Güzellik ve çirkinlik kavramlarının bedensel anlamlarini ruh lugatimdan kaldırdım.
güzellik korkunç bir kapitalist sektör.
Ve asla sonu gelmeyecek.
bunun üzerine kurulu.
ama kendine saygı yolculuğu sonu olan , muhteşem bir yolculuk.
ben de aynen sizin yaşınızda konu sahibi sizin kilolarinizdaydim , şimdi çok daha fazlasiyim ve hayat muhteşem.
asla böyle hayal edemezdim ; elbette size daha da kilo alım demiyorum.

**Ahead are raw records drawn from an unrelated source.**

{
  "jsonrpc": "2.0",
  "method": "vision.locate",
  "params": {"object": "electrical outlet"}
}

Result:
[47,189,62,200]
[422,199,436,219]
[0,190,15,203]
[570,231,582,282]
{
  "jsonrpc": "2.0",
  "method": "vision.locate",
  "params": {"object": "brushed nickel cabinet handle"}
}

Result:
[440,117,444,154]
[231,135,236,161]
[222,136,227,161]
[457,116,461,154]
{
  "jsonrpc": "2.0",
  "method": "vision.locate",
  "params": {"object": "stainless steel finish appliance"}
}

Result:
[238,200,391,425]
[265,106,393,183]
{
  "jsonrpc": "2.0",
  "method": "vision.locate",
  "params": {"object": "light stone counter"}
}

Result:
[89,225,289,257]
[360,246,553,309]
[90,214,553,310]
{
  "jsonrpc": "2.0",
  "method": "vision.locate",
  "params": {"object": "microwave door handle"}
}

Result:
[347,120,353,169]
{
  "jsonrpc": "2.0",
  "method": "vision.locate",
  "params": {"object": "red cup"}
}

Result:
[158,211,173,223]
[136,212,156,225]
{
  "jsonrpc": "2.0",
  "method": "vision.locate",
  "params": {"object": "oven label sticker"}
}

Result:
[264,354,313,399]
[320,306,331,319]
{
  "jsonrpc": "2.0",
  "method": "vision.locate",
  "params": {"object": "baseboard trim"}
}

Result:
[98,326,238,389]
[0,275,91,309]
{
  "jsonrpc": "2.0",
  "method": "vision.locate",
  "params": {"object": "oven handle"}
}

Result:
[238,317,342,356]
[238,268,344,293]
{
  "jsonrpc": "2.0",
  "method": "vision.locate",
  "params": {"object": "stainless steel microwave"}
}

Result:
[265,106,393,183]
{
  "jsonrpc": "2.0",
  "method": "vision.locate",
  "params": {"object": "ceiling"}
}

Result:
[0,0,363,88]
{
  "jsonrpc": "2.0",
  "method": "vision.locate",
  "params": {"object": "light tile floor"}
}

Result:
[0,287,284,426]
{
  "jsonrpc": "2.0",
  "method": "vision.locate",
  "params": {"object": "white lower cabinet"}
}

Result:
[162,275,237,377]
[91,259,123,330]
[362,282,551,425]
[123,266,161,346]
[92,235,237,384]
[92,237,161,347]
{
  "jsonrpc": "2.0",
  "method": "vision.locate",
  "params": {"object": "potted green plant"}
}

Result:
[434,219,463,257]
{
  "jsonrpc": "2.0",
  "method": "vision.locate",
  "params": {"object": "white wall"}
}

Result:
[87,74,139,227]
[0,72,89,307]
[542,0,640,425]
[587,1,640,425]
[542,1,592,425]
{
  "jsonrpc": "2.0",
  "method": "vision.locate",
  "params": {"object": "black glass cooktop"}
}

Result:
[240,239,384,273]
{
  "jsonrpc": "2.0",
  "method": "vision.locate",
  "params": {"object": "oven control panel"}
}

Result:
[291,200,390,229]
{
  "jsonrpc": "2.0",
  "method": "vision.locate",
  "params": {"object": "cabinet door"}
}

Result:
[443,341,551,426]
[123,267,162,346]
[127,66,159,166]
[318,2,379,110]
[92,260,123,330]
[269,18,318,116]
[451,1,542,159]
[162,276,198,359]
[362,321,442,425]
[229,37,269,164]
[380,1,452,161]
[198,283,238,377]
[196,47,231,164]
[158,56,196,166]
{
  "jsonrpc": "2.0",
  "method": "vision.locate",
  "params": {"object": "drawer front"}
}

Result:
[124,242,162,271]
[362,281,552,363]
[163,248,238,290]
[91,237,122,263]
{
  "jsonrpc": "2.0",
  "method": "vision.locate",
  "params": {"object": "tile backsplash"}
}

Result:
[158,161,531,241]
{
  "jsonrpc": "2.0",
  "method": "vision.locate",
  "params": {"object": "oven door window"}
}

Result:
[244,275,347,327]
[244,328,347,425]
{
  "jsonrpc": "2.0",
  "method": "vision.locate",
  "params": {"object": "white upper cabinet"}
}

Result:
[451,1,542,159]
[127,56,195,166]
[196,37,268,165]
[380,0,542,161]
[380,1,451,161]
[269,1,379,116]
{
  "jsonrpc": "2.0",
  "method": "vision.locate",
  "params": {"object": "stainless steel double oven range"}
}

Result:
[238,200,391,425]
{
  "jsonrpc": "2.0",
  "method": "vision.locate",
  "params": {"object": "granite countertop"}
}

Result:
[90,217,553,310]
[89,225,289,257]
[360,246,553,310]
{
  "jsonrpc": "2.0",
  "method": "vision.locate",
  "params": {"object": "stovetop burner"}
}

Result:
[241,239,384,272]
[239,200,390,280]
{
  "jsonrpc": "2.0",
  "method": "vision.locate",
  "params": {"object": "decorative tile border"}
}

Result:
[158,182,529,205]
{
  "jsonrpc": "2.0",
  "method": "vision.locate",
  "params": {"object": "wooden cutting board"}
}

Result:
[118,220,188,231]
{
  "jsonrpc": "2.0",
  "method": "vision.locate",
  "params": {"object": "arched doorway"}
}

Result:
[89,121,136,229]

ama kendinize saygı kavramını bedeninize bağlamayın diyorum.
bu gün suratiniz yanabilir , benimde yanabilir. uzvumuzu kaybedebiliriz beden çok ama çok aciz bir şey ve ona yapılan yatırımda kısıtlı olmalı bence her anlamda.
yapabilen her şey spor yapmali (ben de bu konuda çok çok tembelim kızıyorum kendime, ) herkes beden temizligi ile çok yakından ilgilenmeli.
ama yemek vs konularında şuan dünyada bir yeme bozukluğu salgını var ve bu hastalıklar medyada görüldüğü gibi sevimli değil.
anoreksiya ortalama 7 yılda iyileşen ve ilerlemisse maalesef sonu ölüm olan korkunç bir hastalık.
bulumia korkunç ötesi artmış , insanın ruhunu mahveden bir hastalik ve bunlar o kadar o kadar yaygınlaştı ki ama kimse bunları paylaşmıyor bile çünkü önemli olan tek şey zayif görünmeleri .
oysa herhangi bir yeme bozukluğu yaşayan birinin dünyanın en güzel vücuda sahip olmasının bir anlamı yok maalesef inanılmaz bir açısı var çünkü, yaşamayan bilmez kimsenin de o yola girmesini istemem.
hiç bir beden sayisi bu yolun verdiği acıyı telafi edemez.
o yüzden dünya bu kadar yiyecekler etrafında dönerken diyet yapmanın psikolojik açıdan faydalı olduğuna inanmıyorum, ki benimde Ocak başında açtığım bir ketojenik diyet basligim var yapamadım bıraktım.
artık hiç o yollara girmiyorum, ocakta çalışmaya başlayınca biraz daha rahat çalışmak adına başlamıştım ama baktım ki hayır iyi hissettirmiyor direkt bıraktım çünkü ben o yolun sonunu biliyorum.
Bütün kadınlar kendilerine bedenlerinden öte bir saygı ve sevgi kavramı oluşturmalı.